Did you know the teachers even came up with the ingenious solution of using water to protect from the cosmic radiation but as the base become colonised this is replaced with human waste, which, did you know, is more protective against damage from radiation. Apparently all this had been discussed with the teachers’ team last night when I was doing some pastoral care of the young people.

I was pleasantly surprised on seeing the students final bases, they looked fantastic and all worthy of a place in the Museum to be displayed for a week. What an amazing job they’d done and actually it made the teacher model look like a pile of junk (which it was). So on to the group photos which went well apart from the Viking Team, who were unhappy sharing the limelight with Marmite, the group mascot.

Be impressed Space Cadet’s this is team Opportunity a.k.a The Teachers and Jack’s Martian Base schematic!

No time to waste, it was straight across the road to Luby’s for a buffet tea. We don’t think anyone who designed the pedestrian crossings had ever tried to use them for as soon as you stepped off the pavement a big red hand flashed up demanding you no longer start to cross. It was at least a rocket launch away from turning green again.
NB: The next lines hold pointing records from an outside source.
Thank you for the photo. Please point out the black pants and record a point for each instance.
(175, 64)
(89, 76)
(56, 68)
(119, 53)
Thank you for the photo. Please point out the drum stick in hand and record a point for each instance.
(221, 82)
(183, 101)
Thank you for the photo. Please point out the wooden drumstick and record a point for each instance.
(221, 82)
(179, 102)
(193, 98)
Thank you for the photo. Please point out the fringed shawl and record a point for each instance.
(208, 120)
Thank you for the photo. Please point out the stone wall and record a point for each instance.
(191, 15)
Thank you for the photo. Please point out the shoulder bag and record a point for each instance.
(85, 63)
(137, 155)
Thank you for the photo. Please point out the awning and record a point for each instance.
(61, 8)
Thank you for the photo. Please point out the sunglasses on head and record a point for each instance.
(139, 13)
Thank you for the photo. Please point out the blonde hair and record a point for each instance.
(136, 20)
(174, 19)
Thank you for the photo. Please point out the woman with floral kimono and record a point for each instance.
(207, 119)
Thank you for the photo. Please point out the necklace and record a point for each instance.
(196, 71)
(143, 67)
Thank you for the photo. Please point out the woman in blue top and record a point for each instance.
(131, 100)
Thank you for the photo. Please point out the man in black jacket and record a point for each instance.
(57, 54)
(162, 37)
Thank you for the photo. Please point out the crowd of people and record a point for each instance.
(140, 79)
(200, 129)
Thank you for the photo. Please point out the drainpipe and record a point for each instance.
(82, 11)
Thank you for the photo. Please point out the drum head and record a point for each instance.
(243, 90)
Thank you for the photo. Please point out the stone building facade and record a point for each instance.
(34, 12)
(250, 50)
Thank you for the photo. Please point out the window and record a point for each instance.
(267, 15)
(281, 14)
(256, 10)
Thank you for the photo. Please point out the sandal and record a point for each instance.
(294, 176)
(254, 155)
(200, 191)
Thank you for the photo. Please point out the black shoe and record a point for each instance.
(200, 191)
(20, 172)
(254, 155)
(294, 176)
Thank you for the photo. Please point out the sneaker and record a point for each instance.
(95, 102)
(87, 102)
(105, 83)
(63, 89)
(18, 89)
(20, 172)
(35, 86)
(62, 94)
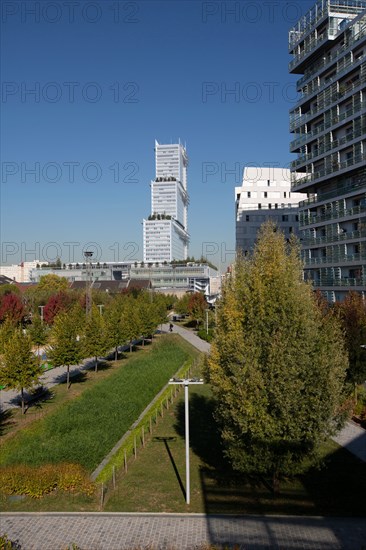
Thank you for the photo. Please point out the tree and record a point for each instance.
(65, 342)
(53, 283)
(352, 313)
(19, 368)
(113, 319)
(12, 308)
(38, 332)
(94, 341)
(197, 306)
(277, 364)
(56, 303)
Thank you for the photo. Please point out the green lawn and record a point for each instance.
(84, 430)
(155, 481)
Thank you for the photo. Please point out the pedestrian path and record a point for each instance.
(101, 531)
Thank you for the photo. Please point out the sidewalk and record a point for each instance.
(101, 531)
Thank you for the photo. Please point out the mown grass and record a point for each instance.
(155, 481)
(84, 430)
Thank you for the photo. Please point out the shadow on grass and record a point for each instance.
(337, 489)
(165, 441)
(6, 420)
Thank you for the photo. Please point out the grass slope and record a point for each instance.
(84, 430)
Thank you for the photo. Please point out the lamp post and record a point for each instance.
(186, 382)
(88, 256)
(41, 308)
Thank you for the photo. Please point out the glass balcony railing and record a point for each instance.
(358, 108)
(329, 90)
(347, 185)
(330, 97)
(310, 218)
(337, 259)
(327, 171)
(326, 147)
(343, 282)
(339, 237)
(318, 12)
(326, 62)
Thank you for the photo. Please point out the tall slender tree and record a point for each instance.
(277, 365)
(65, 340)
(19, 368)
(94, 339)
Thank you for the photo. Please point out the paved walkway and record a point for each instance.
(100, 531)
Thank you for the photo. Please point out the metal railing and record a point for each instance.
(357, 108)
(334, 259)
(350, 136)
(328, 170)
(336, 237)
(349, 185)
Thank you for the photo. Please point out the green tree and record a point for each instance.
(197, 306)
(65, 342)
(19, 368)
(38, 332)
(131, 322)
(113, 320)
(352, 313)
(277, 364)
(148, 317)
(94, 342)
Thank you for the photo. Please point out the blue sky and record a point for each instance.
(108, 78)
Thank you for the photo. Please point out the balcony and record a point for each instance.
(338, 237)
(326, 147)
(330, 87)
(349, 185)
(326, 62)
(329, 98)
(345, 282)
(310, 218)
(336, 259)
(358, 108)
(297, 184)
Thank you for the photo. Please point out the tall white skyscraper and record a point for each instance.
(165, 231)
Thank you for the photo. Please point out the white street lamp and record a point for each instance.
(186, 382)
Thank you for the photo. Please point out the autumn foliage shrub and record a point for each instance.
(39, 481)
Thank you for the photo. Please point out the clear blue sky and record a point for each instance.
(111, 77)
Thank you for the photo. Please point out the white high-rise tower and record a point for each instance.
(165, 231)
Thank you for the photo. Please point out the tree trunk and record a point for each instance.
(22, 399)
(276, 482)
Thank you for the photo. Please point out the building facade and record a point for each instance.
(265, 194)
(328, 46)
(21, 273)
(165, 235)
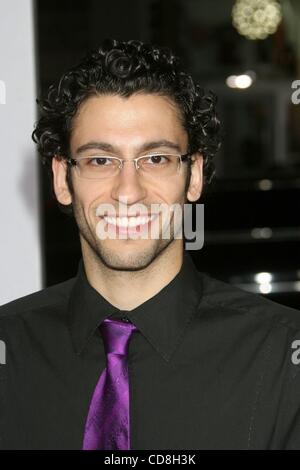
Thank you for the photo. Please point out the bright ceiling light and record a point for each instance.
(256, 19)
(239, 81)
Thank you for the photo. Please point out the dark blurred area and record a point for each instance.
(252, 231)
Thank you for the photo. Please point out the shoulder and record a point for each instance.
(229, 299)
(44, 299)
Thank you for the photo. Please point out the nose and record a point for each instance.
(127, 184)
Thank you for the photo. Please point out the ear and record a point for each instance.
(61, 189)
(196, 181)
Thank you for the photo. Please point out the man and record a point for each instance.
(140, 350)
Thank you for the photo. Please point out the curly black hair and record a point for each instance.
(124, 68)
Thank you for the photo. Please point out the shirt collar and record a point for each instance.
(162, 319)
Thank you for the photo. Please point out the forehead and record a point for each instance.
(122, 120)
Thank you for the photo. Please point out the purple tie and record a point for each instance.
(107, 425)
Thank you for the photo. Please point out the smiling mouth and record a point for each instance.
(129, 222)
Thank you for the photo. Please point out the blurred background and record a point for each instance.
(248, 53)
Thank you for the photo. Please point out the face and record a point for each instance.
(126, 126)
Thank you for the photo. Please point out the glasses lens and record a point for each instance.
(159, 165)
(98, 167)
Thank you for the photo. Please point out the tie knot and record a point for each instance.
(116, 335)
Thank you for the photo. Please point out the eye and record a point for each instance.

After a great tea, with especially lovely puddings we all bused across to the Cinema for the screening of First Man.

Now sitting in $7 seats, with the equivalent leg room for three UK cinema rows was pretty cool, but watching First Man on the day we’d seen the Saturn V rocket, in the place where Neil Armstrong lived and worked and seeing the buildings we’d seen on our tour on Monday somehow made us feel part of the whole thing.

Before students had walked back to the hotel they were demanding a swim in the pool. Do your children never stop?

The students are really working well as a whole group and our Visions in Education Rep, Joyce, can’t even tell from which group [school] each student comes from. They are all doing you proud.

Time for bed, it is 04:47 your time! Goodnight……

I’ll try to compress some pictures of the martian bases and upload them here and I’ve still some to add from yesterday…. but not now.

This is Houston out……

Wednesday 17/10/2018

I’m afraid I can’t update you on space school today, apart from there was a lot of pressure and angst at the robotics challenge. If you want to hear about how the medical systems in USA work and doesn’t work then I can share some of that.  The patient and I have walked miles locating Doctors, hospitals etc. The patient just needed to see a Dr so they’re safe to fly but it’s been quite an adventure. We couldn’t have got this far without Joyce, our Visions Rep, who’s been fantastic. I’ll find a guest editor for today.

Sorry very little tonight but hopefully I can catch up tomorrow. Here are some pictures. Do remind me to tell you about the two near misses from getting run over as a pedestrians. I must add that to the risk assessment as pedestrians are obviously rarer than the deer, so drivers aren’t looking out for them.

Also remind me to tell you the funny story of the sample bottle.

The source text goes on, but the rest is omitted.